Comme d’habitude lorsque les deux équipes s’affrontent, les supporters des deux camps se répondent, usant de provocations diverses, et les chants entonnés rappellent tour à tour les heures de gloire des catholiques et des protestants. Ce jour-là, la tension monte néanmoins d’un cran à la fin du match, remporté un à zéro, après prolongations, par le Celtic. Les supporters de l’équipe victorieuse rentrent sur le terrain pour féliciter leurs joueurs. Les fans des Rangers, déçus et s’estimant provoqués par les manifestations de joie de leurs rivaux, envahissent à leur tour la pelouse, entraînant des affrontements violents à l’intérieur même du stade. Une centaine de personnes seront blessées, et deux cent quatre vingt arrestations auront lieu. Le Celtic et les Rangers seront sanctionnés quelques jours plus tard de vingt mille livres d’amende. Les dirigeants des deux camps protestèrent, chacun rejetant la faute sur l’autre, et se posant en victime. Surtout, l’Ecosse toute entière observa ce jour-là, en direct à la télévision, les excès et les risques provoqués par la rivalité, exacerbée et instrumentalisée au fil des années, entre les deux clubs écossais les plus prestigieux, qui s’opposent au cours l’un des matchs de football dont l’enjeu dépasse le plus le cadre sportif dans le derby : le Old Firm.
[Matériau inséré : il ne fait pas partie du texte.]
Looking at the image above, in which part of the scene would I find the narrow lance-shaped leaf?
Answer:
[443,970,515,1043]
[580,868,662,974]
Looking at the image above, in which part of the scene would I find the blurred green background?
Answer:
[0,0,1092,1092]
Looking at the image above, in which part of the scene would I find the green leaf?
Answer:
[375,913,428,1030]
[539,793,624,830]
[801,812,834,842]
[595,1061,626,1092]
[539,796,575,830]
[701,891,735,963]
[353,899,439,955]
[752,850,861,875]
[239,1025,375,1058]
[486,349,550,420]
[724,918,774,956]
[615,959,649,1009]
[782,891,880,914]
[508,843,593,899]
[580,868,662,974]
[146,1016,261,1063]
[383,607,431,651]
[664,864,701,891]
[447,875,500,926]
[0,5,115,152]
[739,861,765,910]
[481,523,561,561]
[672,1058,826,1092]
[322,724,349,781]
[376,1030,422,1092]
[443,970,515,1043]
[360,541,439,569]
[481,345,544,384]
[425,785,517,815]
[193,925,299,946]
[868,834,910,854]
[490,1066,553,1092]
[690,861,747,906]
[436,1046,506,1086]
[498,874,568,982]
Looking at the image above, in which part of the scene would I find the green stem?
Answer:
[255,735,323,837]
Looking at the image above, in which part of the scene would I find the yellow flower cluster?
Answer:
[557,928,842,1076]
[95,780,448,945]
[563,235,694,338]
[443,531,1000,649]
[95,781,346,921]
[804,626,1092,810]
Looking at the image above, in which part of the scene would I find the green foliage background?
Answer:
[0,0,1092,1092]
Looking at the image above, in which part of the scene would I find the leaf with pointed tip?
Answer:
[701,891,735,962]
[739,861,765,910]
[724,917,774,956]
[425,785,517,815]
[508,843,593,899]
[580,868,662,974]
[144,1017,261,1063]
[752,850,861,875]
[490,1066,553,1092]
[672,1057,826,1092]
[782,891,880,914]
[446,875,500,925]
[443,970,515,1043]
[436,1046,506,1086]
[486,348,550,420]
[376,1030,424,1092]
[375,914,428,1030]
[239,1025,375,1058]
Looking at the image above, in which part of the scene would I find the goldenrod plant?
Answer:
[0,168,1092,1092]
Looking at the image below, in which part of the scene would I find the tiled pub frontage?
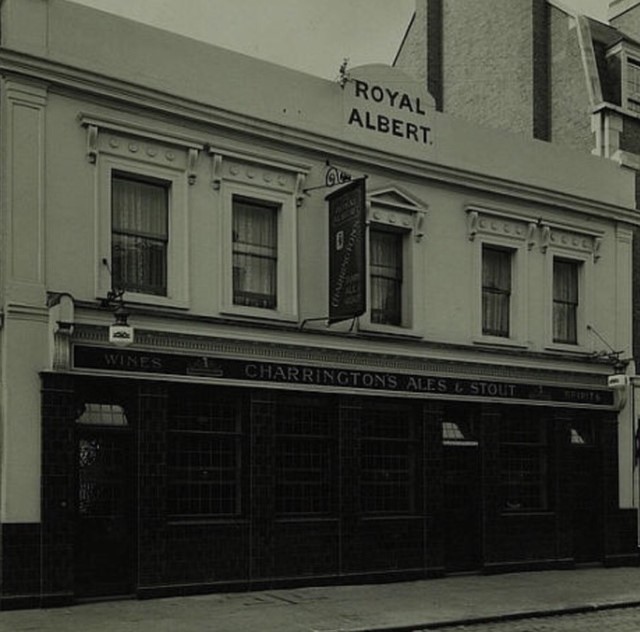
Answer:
[4,334,636,607]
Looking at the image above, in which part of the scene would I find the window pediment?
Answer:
[367,187,428,241]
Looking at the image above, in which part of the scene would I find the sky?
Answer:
[73,0,608,79]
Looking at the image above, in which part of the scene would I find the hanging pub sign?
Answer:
[325,178,367,324]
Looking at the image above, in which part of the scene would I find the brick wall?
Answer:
[394,0,428,83]
[550,7,594,152]
[443,0,533,136]
[609,2,640,38]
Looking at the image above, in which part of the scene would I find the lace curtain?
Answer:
[482,248,511,337]
[233,199,278,309]
[111,175,168,295]
[369,230,402,325]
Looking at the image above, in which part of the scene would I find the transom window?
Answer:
[167,389,243,517]
[111,172,169,296]
[553,259,580,344]
[482,246,512,338]
[275,396,337,516]
[500,417,549,511]
[360,407,418,514]
[232,197,278,309]
[369,228,403,326]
Le terme Old Firm fut employé pour la première fois à propos du derby de Glasgow au début du vingtième siècle, lorsque les deux clubs commencèrent à dominer le football écossais. Old Firm, littéralement « la vieille firme », fait référence aux bénéfices financiers considérables produits par chacune des rencontres opposant les deux équipes.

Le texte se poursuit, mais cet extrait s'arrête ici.